Algo más que dos minutos

Por  2:31 h.

A Palma de Mallorca iban antaño los novios tras dar el sí a la agencia de viajes y los solteros a traerse un par de ensaimadas con un agujero en el centro para poder decir que se habían comido una rosca; después llegaron los jipis a hacer señales de humo sobre la arena de las calas y a atiborrarse de pastillas de LSD que guardaban en cajitas de juanolas; luego aparecieron los esnifadores de polvo de ladrillo, que talaron los árboles y levantaron setas de hormigón armado. Y ahora el Betis inaugura la era del ludópata masoquista, aquel que pierde el dinero antes de enterarse de a qué se juega.
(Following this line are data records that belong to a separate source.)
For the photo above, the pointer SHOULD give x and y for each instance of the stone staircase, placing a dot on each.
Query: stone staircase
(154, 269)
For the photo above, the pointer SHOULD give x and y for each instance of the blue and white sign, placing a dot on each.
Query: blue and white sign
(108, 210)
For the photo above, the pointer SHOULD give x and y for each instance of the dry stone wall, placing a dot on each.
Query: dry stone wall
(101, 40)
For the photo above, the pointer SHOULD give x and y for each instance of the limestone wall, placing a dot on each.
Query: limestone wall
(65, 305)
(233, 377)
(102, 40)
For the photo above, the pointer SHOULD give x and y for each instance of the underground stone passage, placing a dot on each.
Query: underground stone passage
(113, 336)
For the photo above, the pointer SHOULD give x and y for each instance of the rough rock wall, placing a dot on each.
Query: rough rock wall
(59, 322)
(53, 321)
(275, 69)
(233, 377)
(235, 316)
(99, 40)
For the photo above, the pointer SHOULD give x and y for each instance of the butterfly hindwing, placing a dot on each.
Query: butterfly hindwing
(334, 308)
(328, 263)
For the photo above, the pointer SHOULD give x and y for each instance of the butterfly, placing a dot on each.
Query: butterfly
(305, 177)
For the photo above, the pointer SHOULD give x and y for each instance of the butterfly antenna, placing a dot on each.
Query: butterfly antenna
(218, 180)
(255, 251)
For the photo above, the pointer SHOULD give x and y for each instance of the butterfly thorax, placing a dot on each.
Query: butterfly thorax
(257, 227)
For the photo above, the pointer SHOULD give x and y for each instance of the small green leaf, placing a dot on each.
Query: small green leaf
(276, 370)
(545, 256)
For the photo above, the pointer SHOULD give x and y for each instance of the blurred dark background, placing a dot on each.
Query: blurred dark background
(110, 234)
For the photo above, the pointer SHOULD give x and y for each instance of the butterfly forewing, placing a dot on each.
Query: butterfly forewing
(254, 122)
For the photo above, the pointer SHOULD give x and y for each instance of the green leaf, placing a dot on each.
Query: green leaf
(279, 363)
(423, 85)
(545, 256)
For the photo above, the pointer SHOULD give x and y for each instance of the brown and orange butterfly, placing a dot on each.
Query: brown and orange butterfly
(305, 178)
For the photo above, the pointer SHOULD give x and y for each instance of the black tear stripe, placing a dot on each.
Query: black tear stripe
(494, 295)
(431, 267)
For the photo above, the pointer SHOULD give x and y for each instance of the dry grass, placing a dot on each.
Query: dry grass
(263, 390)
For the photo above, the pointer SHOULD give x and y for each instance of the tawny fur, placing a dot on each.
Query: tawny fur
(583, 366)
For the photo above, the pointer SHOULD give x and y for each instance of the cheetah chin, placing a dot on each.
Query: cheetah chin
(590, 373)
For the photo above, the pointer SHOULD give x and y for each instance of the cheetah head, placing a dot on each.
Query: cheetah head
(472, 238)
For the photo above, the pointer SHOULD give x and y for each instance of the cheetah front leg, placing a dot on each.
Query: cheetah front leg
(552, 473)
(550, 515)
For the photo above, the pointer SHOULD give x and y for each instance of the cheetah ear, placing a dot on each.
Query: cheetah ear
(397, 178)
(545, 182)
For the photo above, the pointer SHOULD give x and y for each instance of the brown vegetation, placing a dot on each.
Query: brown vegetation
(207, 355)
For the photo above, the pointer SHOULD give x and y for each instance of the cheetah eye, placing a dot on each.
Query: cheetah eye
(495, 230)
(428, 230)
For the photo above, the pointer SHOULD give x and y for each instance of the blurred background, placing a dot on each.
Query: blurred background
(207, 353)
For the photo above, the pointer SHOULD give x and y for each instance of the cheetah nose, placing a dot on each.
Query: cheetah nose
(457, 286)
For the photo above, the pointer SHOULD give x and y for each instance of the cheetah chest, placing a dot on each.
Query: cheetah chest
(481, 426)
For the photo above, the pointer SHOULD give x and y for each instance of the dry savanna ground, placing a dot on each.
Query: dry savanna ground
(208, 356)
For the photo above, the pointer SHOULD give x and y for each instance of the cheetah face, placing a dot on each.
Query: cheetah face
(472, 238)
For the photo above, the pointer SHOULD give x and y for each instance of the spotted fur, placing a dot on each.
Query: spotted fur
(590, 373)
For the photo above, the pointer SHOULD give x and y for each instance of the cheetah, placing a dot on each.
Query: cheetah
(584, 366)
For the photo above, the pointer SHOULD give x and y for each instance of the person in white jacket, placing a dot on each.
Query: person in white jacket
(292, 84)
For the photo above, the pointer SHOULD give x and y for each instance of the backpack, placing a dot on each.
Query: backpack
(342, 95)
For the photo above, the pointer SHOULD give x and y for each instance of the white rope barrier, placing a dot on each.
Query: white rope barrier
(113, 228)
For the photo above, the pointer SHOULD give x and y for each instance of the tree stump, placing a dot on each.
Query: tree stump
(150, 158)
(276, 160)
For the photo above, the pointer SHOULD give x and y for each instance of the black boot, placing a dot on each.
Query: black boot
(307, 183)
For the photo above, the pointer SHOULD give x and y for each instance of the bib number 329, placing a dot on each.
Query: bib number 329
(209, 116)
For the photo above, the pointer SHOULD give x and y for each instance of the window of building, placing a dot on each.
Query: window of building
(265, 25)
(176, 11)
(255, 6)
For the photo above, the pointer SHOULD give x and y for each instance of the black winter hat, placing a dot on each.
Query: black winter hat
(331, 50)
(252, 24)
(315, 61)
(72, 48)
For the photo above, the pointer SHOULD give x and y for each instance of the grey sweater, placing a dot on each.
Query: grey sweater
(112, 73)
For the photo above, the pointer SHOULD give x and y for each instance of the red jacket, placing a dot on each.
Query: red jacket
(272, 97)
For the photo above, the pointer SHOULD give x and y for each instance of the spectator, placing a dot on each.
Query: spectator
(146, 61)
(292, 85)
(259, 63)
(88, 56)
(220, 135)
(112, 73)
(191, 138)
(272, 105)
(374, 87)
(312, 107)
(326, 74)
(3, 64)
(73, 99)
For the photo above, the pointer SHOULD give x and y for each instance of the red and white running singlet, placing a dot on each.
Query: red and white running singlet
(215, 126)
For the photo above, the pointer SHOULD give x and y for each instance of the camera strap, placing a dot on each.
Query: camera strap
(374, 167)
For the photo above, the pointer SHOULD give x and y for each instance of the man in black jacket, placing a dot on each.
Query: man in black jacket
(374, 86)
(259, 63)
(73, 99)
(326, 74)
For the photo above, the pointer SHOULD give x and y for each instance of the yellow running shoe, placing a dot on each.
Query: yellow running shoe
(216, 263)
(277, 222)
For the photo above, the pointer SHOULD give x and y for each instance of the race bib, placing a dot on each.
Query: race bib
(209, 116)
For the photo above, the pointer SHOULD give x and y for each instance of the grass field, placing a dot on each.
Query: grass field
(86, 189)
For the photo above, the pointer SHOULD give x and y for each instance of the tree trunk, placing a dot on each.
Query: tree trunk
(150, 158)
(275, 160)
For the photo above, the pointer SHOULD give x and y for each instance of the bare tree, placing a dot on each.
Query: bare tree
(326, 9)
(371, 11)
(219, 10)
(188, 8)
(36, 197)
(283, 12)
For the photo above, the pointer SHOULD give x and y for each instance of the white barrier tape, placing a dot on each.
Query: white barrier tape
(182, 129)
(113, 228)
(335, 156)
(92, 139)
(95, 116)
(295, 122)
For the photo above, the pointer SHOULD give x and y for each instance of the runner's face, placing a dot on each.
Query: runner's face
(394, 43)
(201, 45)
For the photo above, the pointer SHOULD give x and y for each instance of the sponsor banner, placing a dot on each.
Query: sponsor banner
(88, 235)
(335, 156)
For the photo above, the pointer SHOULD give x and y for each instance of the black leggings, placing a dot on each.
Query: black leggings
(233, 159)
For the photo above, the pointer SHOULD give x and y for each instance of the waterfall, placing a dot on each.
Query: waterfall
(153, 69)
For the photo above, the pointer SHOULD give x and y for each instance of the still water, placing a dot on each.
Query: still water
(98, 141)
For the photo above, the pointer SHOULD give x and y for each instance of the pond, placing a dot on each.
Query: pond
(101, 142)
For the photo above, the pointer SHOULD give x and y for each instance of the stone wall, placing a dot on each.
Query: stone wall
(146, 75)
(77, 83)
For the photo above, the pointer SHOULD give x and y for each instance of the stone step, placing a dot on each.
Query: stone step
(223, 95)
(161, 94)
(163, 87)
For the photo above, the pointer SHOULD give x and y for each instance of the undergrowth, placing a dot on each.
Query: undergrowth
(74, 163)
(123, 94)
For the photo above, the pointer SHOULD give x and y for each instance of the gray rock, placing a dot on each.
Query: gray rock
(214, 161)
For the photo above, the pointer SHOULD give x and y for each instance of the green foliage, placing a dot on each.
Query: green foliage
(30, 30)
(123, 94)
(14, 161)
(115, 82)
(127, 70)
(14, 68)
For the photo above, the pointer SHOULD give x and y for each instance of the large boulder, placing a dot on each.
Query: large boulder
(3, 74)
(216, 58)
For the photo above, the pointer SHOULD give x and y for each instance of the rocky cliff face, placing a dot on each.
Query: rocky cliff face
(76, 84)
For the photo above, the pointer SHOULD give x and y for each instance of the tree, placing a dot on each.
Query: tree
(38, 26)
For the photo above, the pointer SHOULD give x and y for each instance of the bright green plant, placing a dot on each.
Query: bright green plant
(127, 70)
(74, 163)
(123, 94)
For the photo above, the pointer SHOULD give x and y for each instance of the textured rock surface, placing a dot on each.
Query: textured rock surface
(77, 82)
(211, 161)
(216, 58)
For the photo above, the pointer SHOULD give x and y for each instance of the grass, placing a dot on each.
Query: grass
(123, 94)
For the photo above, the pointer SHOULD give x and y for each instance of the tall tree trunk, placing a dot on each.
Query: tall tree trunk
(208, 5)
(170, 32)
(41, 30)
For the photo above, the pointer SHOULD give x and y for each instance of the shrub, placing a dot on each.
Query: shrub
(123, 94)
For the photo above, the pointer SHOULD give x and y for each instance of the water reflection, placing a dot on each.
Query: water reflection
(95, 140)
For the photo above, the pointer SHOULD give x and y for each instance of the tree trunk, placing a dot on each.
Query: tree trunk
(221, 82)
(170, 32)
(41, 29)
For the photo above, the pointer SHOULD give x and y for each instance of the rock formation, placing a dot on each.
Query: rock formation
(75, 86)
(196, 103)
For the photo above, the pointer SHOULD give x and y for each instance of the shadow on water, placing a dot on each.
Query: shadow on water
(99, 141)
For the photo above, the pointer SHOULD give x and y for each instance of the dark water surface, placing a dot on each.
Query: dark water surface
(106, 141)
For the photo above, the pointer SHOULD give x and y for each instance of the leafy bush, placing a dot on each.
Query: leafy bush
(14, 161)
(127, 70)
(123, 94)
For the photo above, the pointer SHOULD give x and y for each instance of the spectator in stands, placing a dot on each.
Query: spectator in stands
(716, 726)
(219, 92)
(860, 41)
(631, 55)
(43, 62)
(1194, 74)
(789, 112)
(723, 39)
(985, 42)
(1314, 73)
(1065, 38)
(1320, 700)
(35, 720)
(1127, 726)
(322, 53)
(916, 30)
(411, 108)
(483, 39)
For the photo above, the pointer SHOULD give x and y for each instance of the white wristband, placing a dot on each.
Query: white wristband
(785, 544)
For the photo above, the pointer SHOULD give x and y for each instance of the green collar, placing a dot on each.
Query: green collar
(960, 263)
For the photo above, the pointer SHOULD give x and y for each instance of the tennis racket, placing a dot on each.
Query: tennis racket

Salían los jugadores de vestuarios al final del partido acordándose de los dos primeros minutos y con amnesia de los noventa y tantos restantes, que hubo abundante propina arbitral en los dos tiempos. Y no es eso. Nadie les hubiera pedido que remontaran, que no está el grupo para proezas, pero sí al menos que se dejaran ver, que demostraran que al menos jugando al fútbol el rival no era superior. Pero lo fue, especialmente ese mago de Ibagaza que gasta el mismo tarro mediano que Maradona, el único argentino que habla después de muerto y eso que lo matan a sobredosis de la cosa o en accidentes de tráfico a diario.

Mala imagen se dio cuando, a tenor de la valiente alineación de Luis Fernández, más se necesitaba el pasito adelante que pedía el capataz. Porque el tarifeño, que es listo hasta para lisonjear los oídos de Lopera diciendo que a esta plantilla sólo le faltan retoques para ser competitiva, sabe que apostarlo todo al punto a punto estando tan cerca del infierno es un negocio avalado por el demonio.

Y el martes, treinta y tres minutos para decir “aquí estoy yo” o para callar para siempre en las estadísticas. Marcador en contra y un cronómetro hecho suspiro. La lección la enseñó. sí, el Mallorca: se puede hacer dos goles en dos minutos. Claro que también hubo otra: la de dejar pasar noventa e irse sin saber de qué color vestía el portero rival.